I’m begging to be unhappy. That is my roundabout request.

I’m begging to give up my life, my real dreams for the next several years, perhaps.

I’m begging to spend no less than eight hours a day in a box surrounded by other boxes.

I’m begging to share a public bathroom with random coworkers who have no clue of hand washing during this same block of time.

I’m begging to bring my lunch to work and stuff it in a fridge with people I have no desire to eat anything with. Especially Weird Coworker Bob.  Still unconvinced that that’s really tuna.

I’m begging, groveling to be recognized for my typing skills and my ability to fax, copy and build Excel charts from the “blah, blah, blah” I just took notes on in conference room A.

I’m begging to be a mannequin that breathes.

This is sick.

Honesty Day, Part 1

6 Dec

So I’m interviewing for jobs here in the D.C. area and I am so weary of the questions potential employers ask.

Wouldn’t it be nice if we could just be honest, truly honest with our answers and still land the job? In my book I vociferate about a fictional and therefore proposed Honesty Day–a day where people could just be honest, period. Not mean, just honest. I ramble on about how carefree and relaxed the world would be if people were simply allowed to be honest, even if just for one day.
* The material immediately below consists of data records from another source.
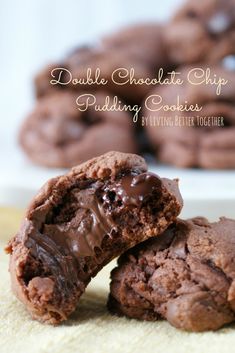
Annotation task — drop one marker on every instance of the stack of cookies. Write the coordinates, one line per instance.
(200, 35)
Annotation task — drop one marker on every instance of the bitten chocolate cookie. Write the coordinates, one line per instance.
(186, 275)
(79, 222)
(188, 136)
(58, 134)
(202, 30)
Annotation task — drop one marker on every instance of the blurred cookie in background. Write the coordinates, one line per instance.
(202, 30)
(191, 125)
(121, 59)
(142, 41)
(57, 134)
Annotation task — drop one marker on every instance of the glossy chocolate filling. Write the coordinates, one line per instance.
(76, 236)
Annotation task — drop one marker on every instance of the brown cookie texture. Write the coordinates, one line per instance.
(186, 275)
(78, 222)
(201, 31)
(112, 65)
(58, 134)
(208, 145)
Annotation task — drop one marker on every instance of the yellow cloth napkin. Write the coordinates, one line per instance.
(91, 328)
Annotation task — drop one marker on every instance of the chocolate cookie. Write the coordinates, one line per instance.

Exhibit A in Honesty Land:

What would you say is your weakness?

Food. Especially starch. No, no, no–sugar. But please don’t get me started on donuts. Or cherry vanilla ice cream.

Where do you see yourself in five years?

Hopefully on the other side of a winning lottery ticket in a gated compound somewhere. Certainly not perched here in one of your outward facing cubicles where you can see my computer screen while I search the web for miscellaneous recipes and private gynecological concerns.
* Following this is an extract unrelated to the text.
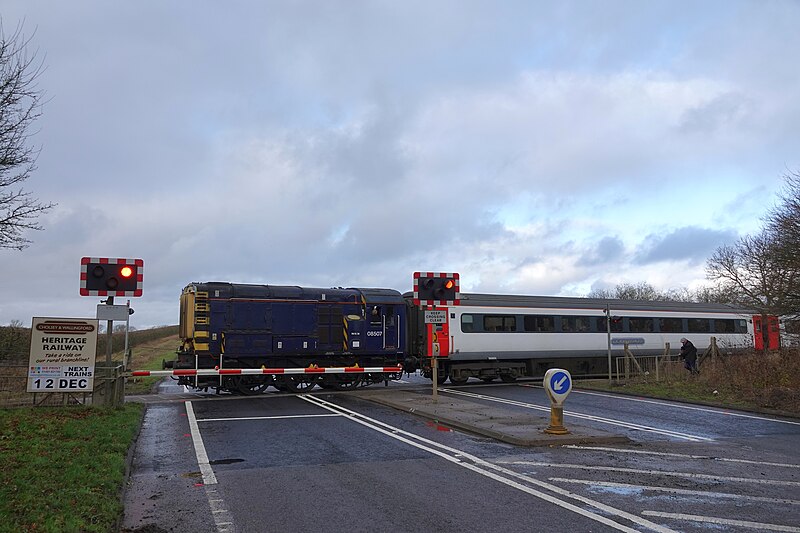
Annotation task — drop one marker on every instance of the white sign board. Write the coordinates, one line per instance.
(435, 317)
(62, 355)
How do you deal with challenges?

Um, I bite my fingernails and spit them across the room. But sometimes I hide under my bed until the current challenge dissipates. Or sometimes I crawl into a ball–total fetal position–and weep like a wimp.

Tell me a little about yourself.

Well, my weight fluctuates constantly, especially when I eat past 8 p.m. I’d like to at least make over $40k since rent is sky-high in this area. Um, that would be after taxes.

Oh, and I’m getting a dog soon. Probably a puppy. Lab mix.

Why did you apply for this position?

Because it pays money. For what possible other reason do you think? Sir?

How would your coworkers describe you?

Who gives a sheet. They’re the reason I’m looking for another job in the first place. But if you MUST know, Becky would probably say I don’t listen intently enough when she grumbles about her boyfriend–all eight hours of each work day, five days a week. (Cry me a river; I don’t even have a boyfriend!)

Suzie thinks I ate all of the chocolates from the candy bowl on her desk last week just because she saw a wrapper in my trashcan matching the missing chocolates. Sure, I had one but, gosh, Suzie probably ate all of them herself.

Bill would probably say I work well alone.

Marsha? She’s the loud talker who doesn’t grasp the reality of shared office space. (Everyone knows that Marsha has a questionable mole on her bum, that her second husband was awful with tools and that her teenager pops his zits at the dinner table just to annoy her.)

Edward? Edward thinks the earth is flat so no need to survey him on me.

Feel free to ask me any questions you might have about this position. Though this is not a question, there’s still an often non-honest timid response to it. But on Honesty Day, I would say:

Um, yeah…When exactly are your pay periods? I mean, would I have to work two or four weeks before receiving my first paycheck?

I’m so not cut out for CubicleVille.